Kyrkjebø, who has a background using NX and primarily SOLIDWORKS, recalls dealing with frequent work interruptions and delays when using file-based Product Data Management (PDM) systems.

“It was always frustrating when you knew which parts you needed to work on, but they were checked out by somebody else. Then you had to figure out who this person is and ask them to check the parts back in the vault. It’s a huge waste of time when the system works like that,” he says. “But in Onshape, there’s no time spent claiming and unclaiming files. It’s easy to follow different revisions and you have full control all the time.”

With Onshape’s real-time data management, when one member of the design team makes a change online, everyone else instantly sees it. A comprehensive Edit History tracks who made what revision and when, allowing for a quick return to any prior state of the design.

Kyrkjebø says he doesn’t measure Onshape’s time savings in minutes and hours, but in prevented “frustration and tears and how many screens you want to throw at the wall.”

“I’m only getting more and more fond of Onshape the more I use it,” he says.

Hands Across the World

Hy5 is devoted to providing affordable high-functioning prosthetic hands to people who previously could only access basic grippers. Pictured left to right are mechanical design engineer Ola Kyrkjebø and CMO Ole Olsen. (Photo courtesy of Hy5).

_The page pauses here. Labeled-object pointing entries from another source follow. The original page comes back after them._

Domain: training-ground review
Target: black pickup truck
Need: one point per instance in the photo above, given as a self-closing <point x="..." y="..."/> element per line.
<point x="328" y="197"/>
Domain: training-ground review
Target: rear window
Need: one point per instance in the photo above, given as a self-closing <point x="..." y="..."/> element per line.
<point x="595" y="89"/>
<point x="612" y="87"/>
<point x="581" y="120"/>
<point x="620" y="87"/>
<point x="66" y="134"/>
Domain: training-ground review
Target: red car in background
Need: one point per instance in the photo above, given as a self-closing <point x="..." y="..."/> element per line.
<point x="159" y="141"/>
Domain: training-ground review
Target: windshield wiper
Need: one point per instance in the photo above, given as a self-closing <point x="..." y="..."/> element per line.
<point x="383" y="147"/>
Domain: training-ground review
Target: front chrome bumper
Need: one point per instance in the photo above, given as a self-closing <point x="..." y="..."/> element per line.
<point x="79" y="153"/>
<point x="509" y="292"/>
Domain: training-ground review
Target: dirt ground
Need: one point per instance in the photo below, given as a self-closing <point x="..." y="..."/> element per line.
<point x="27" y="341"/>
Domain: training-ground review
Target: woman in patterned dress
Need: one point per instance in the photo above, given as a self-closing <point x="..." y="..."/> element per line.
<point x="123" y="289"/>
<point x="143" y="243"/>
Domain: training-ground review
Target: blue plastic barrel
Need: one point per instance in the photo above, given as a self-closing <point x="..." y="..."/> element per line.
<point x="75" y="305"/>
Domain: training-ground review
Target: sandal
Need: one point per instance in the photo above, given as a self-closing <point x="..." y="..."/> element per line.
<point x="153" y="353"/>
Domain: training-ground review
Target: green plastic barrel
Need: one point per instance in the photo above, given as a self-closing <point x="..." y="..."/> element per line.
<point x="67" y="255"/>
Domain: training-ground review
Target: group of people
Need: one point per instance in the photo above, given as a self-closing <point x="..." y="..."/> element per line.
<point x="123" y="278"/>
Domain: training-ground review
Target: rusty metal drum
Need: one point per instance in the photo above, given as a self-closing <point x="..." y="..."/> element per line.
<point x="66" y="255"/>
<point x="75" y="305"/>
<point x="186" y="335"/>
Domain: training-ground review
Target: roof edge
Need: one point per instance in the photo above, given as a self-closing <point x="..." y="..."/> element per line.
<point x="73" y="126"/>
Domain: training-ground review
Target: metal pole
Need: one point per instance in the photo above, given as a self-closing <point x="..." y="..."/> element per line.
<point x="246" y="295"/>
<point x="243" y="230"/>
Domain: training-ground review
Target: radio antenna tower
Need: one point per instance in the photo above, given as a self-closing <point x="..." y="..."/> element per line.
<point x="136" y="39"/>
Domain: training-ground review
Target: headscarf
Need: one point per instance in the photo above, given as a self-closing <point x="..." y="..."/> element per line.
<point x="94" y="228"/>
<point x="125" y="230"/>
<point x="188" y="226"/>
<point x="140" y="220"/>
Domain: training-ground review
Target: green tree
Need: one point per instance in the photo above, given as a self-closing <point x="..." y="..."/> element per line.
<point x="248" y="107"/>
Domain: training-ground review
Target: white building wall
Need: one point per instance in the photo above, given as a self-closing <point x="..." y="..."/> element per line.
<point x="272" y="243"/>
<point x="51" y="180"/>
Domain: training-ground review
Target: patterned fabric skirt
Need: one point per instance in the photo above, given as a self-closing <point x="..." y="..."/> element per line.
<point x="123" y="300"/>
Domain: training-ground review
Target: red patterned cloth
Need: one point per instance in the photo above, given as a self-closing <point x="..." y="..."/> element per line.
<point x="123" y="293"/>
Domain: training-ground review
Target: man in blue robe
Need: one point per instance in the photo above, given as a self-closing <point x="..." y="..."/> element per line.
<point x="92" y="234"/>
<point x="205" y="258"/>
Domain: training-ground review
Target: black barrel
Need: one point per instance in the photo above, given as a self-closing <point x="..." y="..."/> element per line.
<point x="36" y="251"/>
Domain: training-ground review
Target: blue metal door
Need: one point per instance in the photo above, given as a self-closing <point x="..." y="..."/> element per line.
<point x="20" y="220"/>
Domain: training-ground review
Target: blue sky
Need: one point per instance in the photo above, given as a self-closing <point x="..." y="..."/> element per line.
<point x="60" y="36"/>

One of Hy5’s mission statements is the assertion that “all people, across all geographic, demographic and socioeconomic areas, should have the right to the highest possible quality of life, including full mobility.”

So far about 50 MyHands have been delivered worldwide, and the company plans to fully roll it out in countries with advanced healthcare systems first and then determine how to make hydraulic prosthetics affordable for people in developing countries. The current business model is for the device to be fully or partially subsidized by health insurance.

Hy5 has started with one size for MyHand and MySkin (average-sized male or large-sized female hand), but plans to release youth sizes soon.

“I first started at the company with design and development and then moved to marketing and sales,” reflects Olsen. “Seeing the joy in users when they first try the hand that we’ve been working on for years is a great feeling. It’s very rewarding to see the entire design process, from learning what users want to making iterations and delivering a product that improves people’s lives.”